Bürgermeister und Gemeinderat

Bürgermeister zu sein ist ein spannender, erfüllender und abwechslungsreicher Beruf. Man ist gefordert als Verwaltungsfachmann und Kommunalpolitiker, als Kaufmann und Repräsentant der Gemeinde, ist Ideen- und Impulsgeber, Vordenker und Zuhörer – und auch Seelentröster.

Es ist meine Aufgabe als Bürgermeister und zugleich auch meine oberste Prämisse bei allen Themenfeldern der Kommunalpolitik die Chancen und Risiken für die gemeindliche Entwicklung, die Wohlfühl- und Lebensqualität der Bürgerinnen und Bürger von Malsch im Blick zu haben.

„Ich bin ergebnisorientiert und verliere die Ziele nicht aus den Augen.“

Die sich ständig wandelnde Welt bringt Veränderungen und Herausforderungen mit sich, die es anzugehen gilt. Dies ist eine Daueraufgabe und nennt sich Politik. Aber dabei gilt es nicht, Stimmungen hinterherzulaufen, sondern Probleme zu lösen und darin zugleich auch die sich ergebenden Chancen zu ergreifen, diese in unserem Sinne zu nutzen und damit unsere Zukunft in Malsch zu gestalten.

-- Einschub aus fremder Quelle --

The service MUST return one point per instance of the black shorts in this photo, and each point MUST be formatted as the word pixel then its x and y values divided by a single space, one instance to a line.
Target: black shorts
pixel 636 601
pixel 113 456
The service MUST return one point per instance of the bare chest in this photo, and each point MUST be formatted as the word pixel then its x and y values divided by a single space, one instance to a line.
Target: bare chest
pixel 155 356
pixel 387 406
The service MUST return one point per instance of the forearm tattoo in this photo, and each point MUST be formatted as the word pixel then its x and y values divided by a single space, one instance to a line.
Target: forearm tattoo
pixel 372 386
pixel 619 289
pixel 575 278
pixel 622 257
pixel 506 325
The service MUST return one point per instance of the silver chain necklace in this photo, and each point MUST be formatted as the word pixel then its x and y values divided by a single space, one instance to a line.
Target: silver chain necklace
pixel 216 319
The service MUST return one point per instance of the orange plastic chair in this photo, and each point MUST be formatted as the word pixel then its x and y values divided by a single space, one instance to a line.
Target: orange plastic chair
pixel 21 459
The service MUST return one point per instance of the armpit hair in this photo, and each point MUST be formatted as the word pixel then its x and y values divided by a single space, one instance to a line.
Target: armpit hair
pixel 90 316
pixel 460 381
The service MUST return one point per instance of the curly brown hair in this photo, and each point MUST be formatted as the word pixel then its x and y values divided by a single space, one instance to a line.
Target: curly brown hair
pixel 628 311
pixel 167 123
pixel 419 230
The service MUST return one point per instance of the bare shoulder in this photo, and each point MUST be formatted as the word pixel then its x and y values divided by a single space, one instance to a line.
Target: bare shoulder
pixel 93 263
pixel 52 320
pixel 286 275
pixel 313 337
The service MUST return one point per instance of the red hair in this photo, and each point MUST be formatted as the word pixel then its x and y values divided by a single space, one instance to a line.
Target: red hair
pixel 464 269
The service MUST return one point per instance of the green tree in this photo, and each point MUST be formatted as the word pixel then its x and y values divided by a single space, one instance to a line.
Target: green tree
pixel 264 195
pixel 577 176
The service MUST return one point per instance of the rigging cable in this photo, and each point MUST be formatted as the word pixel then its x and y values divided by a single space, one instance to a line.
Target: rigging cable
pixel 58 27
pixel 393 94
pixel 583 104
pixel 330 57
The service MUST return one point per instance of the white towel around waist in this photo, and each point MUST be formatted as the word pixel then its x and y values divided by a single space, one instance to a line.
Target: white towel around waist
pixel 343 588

Und dabei müssen auch schwierige unbequeme Aufgaben angegangen werden. Dafür bin ich als Bürgermeister und mit mir als das Entscheidungsorgan der Gemeinderat da. Ich kann als Bürgermeister auch nicht bis ins Detail fertige Antworten haben, sondern muss nach Lösungen suchen, die auch im Gemeinderat eine Mehrheit bekommen. Schließlich entscheidet dieser in der Sache bei allen wichtigen Themen und ich habe nur eine von 23 Stimmen in diesem Gremium.

„Ich sage, was ich denke, und tue, was ich sage!“

Da Polemik und Stimmungsmache nicht zur Lösung beitragen, sondern nur Zusammenarbeit und Fairness, müssen wir uns mit Respekt, Achtung und Toleranz begegnen – um die beste Lösung für Malsch zu finden.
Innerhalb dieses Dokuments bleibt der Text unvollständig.